My grandfather recently reminded me that I was “wasting all of my baby-making years.” I chose to use the word “reminded” instead of “informed” in that sentence because I KNOW THESE ARE MY PRIME BABY MAKING YEARS – and so do my hormones! My body reminds me every month that I missed yet another opportunity to be a fertile vessel of new life into the world. My head reminds me constantly that every day gets closer and closer to another birthday – eek. 27. My heart squeals like a pre-teen at a Justin Beiber concert every time I see a baby. These are the years in which I am constantly reminded that my body is a baby-making machine – just lacking a few key elements for all the cogs to fall into the right places.
Yes. These are my baby years. But, just because I’m not making babies right now doesn’t mean I’m really wasting them.
Seriously, I fill nearly every second of my day with meaningful stuff. Like today, I rode my bike to work, worked, rode my bike home, walked the dog down to the park to play with some other dogs, made dinner, washed dishes, looked for my iron to iron my pants for tomorrow, put the pants in the dryer to de-wrinkle them because I couldn’t find my iron, and watched The Birdcage. If that doesn’t sound like a jam-packed day of awesome, I don’t know what does.
And guess what? Tomorrow = more awesome. I’m going to eat some yogurt for breakfast, grab a Starbucks on the way to a morning meeting in Westbrook, go to work, run with the dog at the supply ponds and then go out on a date with a guy who has promised not to cut my kidneys out and sell them on the black market (you never really know about people you “meet online”).
It’s not that I don’t like babies. Actually, I love them. I like the special stink only a baby has. I like playing with their toys. I like the faces they make when they are sleeping and you poke them. I like how their eyes cross when they eat stuff. I like baby clothes. I like baby oil. I even do an alright job tolerating the whole diaper thing. Really, I think babies are kinda fantastic. You can squeeze them and toss them in the air (if you don’t mind getting puked on once in awhile) and you can even nibble on them. Yeah – babies turn women like me into baby-nibbling zombies.
This is a picture of my Nephew Boo-Boo Baby and me, his AuntE:
Can’t you just hear the groan of “braaaaaains” in the background of that picture?
Seriously, what’s not to love about a chunky little baby? Check out this kid’s cheeks! And his knuckles, don’t you want to chew on them too? How could I resist? And, since he was about 14 months old in this picture, he smelled more like graham crackers and fruit snacks than sour milk – he was just begging to be chewed on a bit….
Boo-Boo Baby is great. I love.love.love the kid. But, I’m not actually ready for a baby of my own yet. Even though I feel the quickening of the biological clock, I’ll still accidentally call pregnancy an STD when I’m talking to my friends about it. It’s just as scary as “the herp” because it’s for life. Trust me, kids don’t just go away after 18 years. Or, if you think they do, they eventually come back – right mom? Emily and Boo-Boo are living with mom right now and I have a life-plan that may involve living in my mother’s basement within the next year. With the beagle, of course.

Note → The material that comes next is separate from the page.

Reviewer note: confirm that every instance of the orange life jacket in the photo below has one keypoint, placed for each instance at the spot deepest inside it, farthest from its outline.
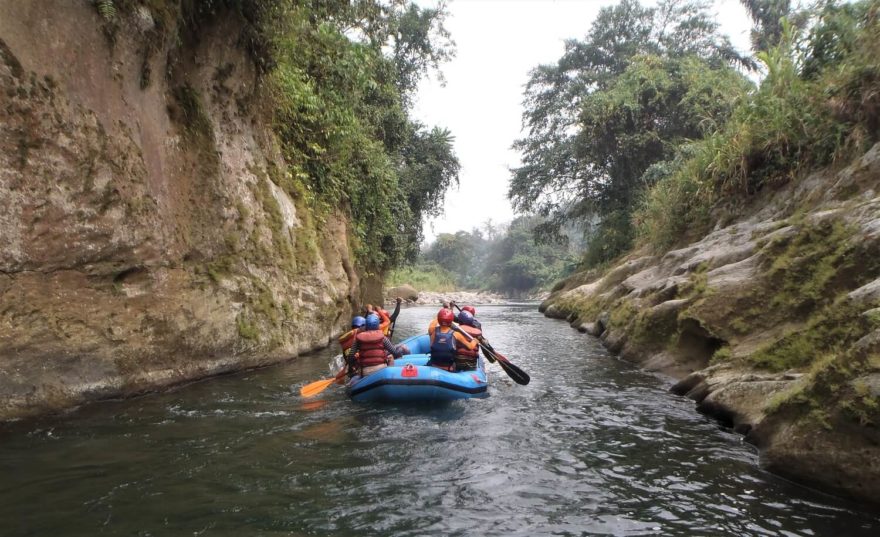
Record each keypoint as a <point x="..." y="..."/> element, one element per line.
<point x="371" y="348"/>
<point x="461" y="349"/>
<point x="346" y="340"/>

I’m almost 27, but I anticipate some good baby-making years left in the old uterus. Just not this year….or next year….or, probably the year after that…
I know my body has a deadline….eventually. But some things you just can’t rush. Like feeling grown up enough to have a baby and take good care of it. And feeling ready to teach that baby important things: like how to be a good person, how to be kind and compassionate, how to respect themselves and others, how to be gentle with animals, how to use a toilet, how to talk, how to walk, how to eat things with a fork without losing an eye, how to put the coffee on in the morning so that mommy can hit the snooze button one more time….oh, did I just get ahead of myself again?